“Mille fiate” è un progetto personale di Massimo Kaufmann (Milano, 1963) realizzato a cura di Giusi Affronti, che presenta sei opere (olio su tela) di grande formato, ospitate al secondo piano di Palazzo d’Accursio, a Bologna, all’interno della Sala Farnese, vestibolo quattrocentesco da cui si accede alla Cappella Farnese e alle Collezioni Comunali d’Arte.
La mostra è realizzata con il patrocinio di Do ut Do e con il sostegno di Art Defender, ed è compresa tra i main projects di Art City Bologna 2019 in occasione di Arte Fiera Fiera Internazionale di Arte Contemporanea (1 – 4 Febbraio 2019).
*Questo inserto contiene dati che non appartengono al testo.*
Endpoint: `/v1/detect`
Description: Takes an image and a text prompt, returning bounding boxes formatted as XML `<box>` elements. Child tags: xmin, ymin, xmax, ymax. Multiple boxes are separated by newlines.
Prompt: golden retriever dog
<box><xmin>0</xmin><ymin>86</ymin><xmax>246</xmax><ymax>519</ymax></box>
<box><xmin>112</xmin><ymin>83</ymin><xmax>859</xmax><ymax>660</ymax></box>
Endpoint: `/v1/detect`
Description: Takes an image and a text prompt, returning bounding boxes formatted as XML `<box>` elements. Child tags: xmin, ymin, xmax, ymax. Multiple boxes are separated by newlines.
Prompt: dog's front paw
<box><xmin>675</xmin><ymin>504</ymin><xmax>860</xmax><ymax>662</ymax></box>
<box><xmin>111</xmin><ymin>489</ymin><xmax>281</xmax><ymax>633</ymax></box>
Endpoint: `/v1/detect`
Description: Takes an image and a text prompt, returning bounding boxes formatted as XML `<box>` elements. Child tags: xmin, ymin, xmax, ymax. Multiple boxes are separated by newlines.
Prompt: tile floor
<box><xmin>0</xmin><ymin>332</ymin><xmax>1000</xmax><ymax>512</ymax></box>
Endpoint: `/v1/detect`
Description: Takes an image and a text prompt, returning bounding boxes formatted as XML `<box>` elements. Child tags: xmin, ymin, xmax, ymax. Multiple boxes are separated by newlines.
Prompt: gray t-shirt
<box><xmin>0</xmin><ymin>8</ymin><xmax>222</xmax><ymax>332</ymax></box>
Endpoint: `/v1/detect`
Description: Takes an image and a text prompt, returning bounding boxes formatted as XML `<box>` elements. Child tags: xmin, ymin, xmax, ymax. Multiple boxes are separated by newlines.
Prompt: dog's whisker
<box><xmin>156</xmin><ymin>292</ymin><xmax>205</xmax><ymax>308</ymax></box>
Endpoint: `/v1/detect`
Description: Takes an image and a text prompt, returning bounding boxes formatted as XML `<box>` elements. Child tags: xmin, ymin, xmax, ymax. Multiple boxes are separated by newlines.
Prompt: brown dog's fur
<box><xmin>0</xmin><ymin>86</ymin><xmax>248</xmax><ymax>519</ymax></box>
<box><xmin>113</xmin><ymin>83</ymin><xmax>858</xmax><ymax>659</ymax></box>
Essa si dispiega come una narrazione astratta lungo un’installazione di grandi tele allestite come quinte teatrali: è un invito a percepire le atmosfere del colore attraverso un’imponente decorazione tattile in dialogo con gli affreschi del XVII secolo, opera della bottega di Carlo Cignani, che rappresentano otto episodi della Storia della città.
Accompagnata dalle suggestioni della fisica epicurea, filtrate dalla lettura della poesia di Lucrezio nel De Rerum Natura, la pittura di Massimo Kaufmann, che nasce da lente sovrapposizioni di velature, dove l’azione si riduce ai minimi termini, indaga la ritmica del caos in una serie di opere dedicate al Clinamen, termine lucreziano che suggerisce l’indeterminatezza della materia e l’imponderabilità del caso.
I dittici, i trittici e i polittici in mostra evocano una concezione letteraria e sacrale della pittura; non a caso, il titolo della mostra è una citazione dal Canzoniere (Rerum Vulgarium Fragmenta) di Francesco Petrarca. Le sperimentazioni e le soluzioni compositive si moltiplicano in un allestimento aulico che ricostruisce uno spazio possibile dove l’invisibile non si configura come un’assenza ma diviene uno stato immaginario di immaterialità, uno stato di grazia dell’arte.
Nelle grandi tele di Kaufmann, apparentemente, non esiste paesaggio né narrazione. La maniera musicale, timbrica, del colore, scevra da simbolismi, assurge a strumento emotivo, empatico. Quasi come in un agone rituale, la pittura costituisce un medium epistemologico, un’opportunità di conoscenza ,un mantra meditativo che scandisce la perdita di sé fino all’estasi, per aprirsi a una visione di scenari possibili. Lo spazio della pittura è pervaso da una trama di punti di colore – stesi letteralmente con il contagocce – che conduce lungo imprevedibili traiettorie di pura energia.